Báo cáo khoa học tại Hội thảo quốc tế: Using Multiple Approaches to Examine the Dependability of VSTEP Speaking and Writing Assessments

Bài trình bày tại Hội thảo quốc tế lần thứ 4 của Hiệp hội Khảo thí Ngôn ngữ Châu Á – AALA tại Đài Bắc, Đài Loan tháng 10 năm 2017

Nhóm nghiên cứu:

Nathan T. Carr (California State University)

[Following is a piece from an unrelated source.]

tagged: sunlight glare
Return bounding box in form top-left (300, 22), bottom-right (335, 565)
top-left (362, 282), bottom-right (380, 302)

Nguyễn Thị Ngọc Quỳnh (ULIS, VNU)

Nguyễn Thị Quỳnh Yến (ULIS, VNU)

Nguyễn Thị Phương Thảo (ULIS, VNU)

Thái Hà Lam Thủy (ULIS, VNU)

Bùi Thiện Sao (ULIS, VNU)

Abstract: The Vietnamese Standardized Test of English Proficiency (VSTEP) is a test of general English proficiency developed based on the Common European Framework of Reference. It has recently been issued by Vietnam’s Ministry of Education and Training as a national instrument for English assessment. The test consists of sections assessing reading, writing, speaking, and listening, with all four sections taken by all test takers. This inclusion of performance-based tasks in a large-scale language proficiency test is intended to promote positive washback from the test, and to shift the focus of English instruction in Vietnam toward a more communicative orientation.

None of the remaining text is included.